Mais parler d’un film n’est-ce pas parler de soi (p. 14) ? Raconter comment certaines scènes laissent une empreinte dans la mémoire qui pour indélébile qu’elle soit n’en est pas moins suspecte ou traîtresse. De quoi se souvient-on ? Qu’est-ce que ces images cultes produisent et construisent en soi ? Qu’avait-il été donné, au fond, de voir ? Dans quelles conditions initiales ? Et comment les revoit-on avec la réflexion que prête la distance des années ? Pourquoi l’impression première est-elle si solide ? La hantise toujours puissante ou l’illusion décevante ? De quel désir de liberté ou de conformisme est-elle le nom ?
Dans le premier volet qui donne son titre au livre, c’est à une allure échevelée, comme une descente de slalom, avec ses passages obligés, ses zigzags, ses accélérations et ses rebonds travaillés, que la narratrice nous invite à suivre Sigourney Weaver aux prises avec la bête extraterrestre sans pitié. Et qu’importe que les effets spéciaux se perfectionnent de film en film (p. 36), il s’agit toujours de se tapir et foncer, afin de sauver sa peau, dans le réseau des couloirs obscurs et malaisés des vaisseaux spatiaux remplis d’hommes, des planètes lointaines et hostiles qui sont autant de labyrinthes abritant la mort intraitable et dont l’encombrement et l’aspect tortueux incarnent peut-être la géographie cauchemardesque des arcanes psychiques de la femme, de la mère, de l’amante…
Au fil des pages et du haletant parcours du combattant à différents niveaux, les paragraphes d’une phrase associent toujours plus les deux figures que sont Ripley et la créature. La chronologie incertaine est aussi un dédale sens dessus dessous dans lequel la voix narrative se fait son cinéma, un cinéma qui entraîne dans les descriptions des scénarios de la saga et la mémoration des affects : la terreur, l’émerveillement, la confusion, le plaisir… Un cinéma qui sinue avec une étonnante fluidité, une maîtrise du jeu des digressions sur le ton de la confidence monologuée, du compte-rendu des éléments de la vie quotidienne et des déductions bourrées d’à-propos et de clins d’œil insinuant en quoi la femme-soldat qui ne se laisse pas mobiliser et démoraliser est le monstre impossible à comprendre et à amadouer. À cette intersection symbolique, le destin minoritaire du deuxième sexe se confond avec la femme de pouvoir et le pouvoir de la femme racontant cette part de l’identité féminine qui est inquiétante étrangeté pleine de l’ambiguïté troublante du devenir-monstre (p. 21)… Monstre-mère ou mère du monstre ?
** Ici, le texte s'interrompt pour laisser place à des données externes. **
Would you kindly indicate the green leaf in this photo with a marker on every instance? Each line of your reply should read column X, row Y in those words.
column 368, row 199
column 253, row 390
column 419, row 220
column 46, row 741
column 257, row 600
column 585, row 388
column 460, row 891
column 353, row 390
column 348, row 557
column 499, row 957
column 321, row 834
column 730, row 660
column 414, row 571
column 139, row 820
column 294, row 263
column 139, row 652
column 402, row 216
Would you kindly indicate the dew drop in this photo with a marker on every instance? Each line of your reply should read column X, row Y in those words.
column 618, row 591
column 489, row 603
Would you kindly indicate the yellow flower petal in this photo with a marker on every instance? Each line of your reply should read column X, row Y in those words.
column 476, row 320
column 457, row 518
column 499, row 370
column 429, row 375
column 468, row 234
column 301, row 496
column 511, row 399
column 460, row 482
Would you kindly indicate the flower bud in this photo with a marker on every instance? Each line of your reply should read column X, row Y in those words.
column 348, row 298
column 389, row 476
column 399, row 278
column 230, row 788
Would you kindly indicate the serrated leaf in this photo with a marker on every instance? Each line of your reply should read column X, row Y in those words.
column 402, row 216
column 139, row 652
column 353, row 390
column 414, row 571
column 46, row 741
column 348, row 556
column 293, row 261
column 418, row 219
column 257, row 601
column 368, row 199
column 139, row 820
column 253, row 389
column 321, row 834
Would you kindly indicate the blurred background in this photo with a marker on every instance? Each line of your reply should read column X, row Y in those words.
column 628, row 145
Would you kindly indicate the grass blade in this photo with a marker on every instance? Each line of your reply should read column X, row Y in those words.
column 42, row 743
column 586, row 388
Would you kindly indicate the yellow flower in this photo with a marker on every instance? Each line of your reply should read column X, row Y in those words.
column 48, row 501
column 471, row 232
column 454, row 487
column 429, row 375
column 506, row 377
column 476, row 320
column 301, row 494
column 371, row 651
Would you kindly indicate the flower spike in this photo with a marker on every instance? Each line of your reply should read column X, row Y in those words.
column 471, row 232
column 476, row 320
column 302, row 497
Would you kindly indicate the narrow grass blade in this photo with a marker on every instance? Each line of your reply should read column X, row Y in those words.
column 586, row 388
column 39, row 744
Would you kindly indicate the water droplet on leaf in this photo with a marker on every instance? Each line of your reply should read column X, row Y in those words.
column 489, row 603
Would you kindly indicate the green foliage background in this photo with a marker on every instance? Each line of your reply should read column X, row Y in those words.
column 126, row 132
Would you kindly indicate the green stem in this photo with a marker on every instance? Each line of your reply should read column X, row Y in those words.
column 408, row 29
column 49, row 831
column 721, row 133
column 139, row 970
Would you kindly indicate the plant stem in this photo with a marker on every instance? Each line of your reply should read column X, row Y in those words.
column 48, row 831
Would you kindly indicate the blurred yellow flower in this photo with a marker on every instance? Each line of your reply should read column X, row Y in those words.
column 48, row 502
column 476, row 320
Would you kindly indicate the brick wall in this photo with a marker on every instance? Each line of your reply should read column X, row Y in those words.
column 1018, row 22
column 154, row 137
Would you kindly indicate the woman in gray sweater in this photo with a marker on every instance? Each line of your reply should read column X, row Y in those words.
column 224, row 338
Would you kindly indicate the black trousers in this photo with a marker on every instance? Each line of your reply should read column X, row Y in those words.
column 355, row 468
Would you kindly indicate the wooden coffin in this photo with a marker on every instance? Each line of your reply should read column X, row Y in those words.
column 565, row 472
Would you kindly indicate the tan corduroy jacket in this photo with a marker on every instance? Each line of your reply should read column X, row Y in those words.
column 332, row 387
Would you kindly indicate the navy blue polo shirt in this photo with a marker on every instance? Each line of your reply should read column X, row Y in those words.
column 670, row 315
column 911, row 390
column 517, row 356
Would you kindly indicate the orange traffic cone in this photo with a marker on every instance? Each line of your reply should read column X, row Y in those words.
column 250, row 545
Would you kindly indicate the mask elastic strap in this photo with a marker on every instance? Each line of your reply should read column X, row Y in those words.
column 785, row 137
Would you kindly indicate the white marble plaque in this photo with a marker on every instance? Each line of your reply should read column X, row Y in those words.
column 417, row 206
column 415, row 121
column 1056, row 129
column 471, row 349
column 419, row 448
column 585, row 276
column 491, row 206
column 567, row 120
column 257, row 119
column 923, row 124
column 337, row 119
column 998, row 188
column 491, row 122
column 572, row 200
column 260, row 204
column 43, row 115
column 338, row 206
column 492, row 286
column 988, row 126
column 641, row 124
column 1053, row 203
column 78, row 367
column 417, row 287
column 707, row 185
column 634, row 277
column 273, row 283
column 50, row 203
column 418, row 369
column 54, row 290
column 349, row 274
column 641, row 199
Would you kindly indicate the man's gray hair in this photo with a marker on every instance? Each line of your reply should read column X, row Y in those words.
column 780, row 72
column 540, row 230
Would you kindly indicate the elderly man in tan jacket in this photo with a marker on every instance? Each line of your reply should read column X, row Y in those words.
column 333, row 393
Les Oiseaux d’Alfred Hitchcock, vus à trois reprises, déçoivent, chaque fois, l’attente de la narratrice. C’est drôle, oui ! Dans un style oral et vivant, savant et spontané, l’écriture introspective exhume, dissèque et décode, recompose et recoud l’expérience, les sensations, les tours que jouent les ramifications de la mémoire, le théâtre de ses obsessions. D’où vient la méprise ? Le sentiment d’une erreur dans la distribution ? Que le couple à l’écran : Rod Taylor et Tippi Hedren, n’est pas le bon, mais la copie insipide des vrais acteurs ? Que révèlent ces faux souvenirs ? Et le sentiment d’imposture du couple inattendu ? Où se niche le malentendu frustrant ? En quoi est-il étroitement lié aux ressorts de l’intrigue ? Et aux risques encourus à échafauder d’autres scénarios ? À sortir des clous ? Du modèle dont Rod Taylor et Tippi Hedren, les figures polies et bien peignées, sont les archétypes malmenés par les oiseaux ?
Du dernier volet est aussi trompeur l’onirisme des forêts étrangement « sombres » en bien des façons : la Forêt-Noire figurant le Nord comme la forêt tropicale du Sud. Tout de go, la cinéphile déclare, à propos des dessins animés Bambi et Le Livre de la Jungle : On nous ment (p. 119).
Bambi est le premier traumatisme cinématographique. Un coup de feu abat sa mère et puis… Et puis rien !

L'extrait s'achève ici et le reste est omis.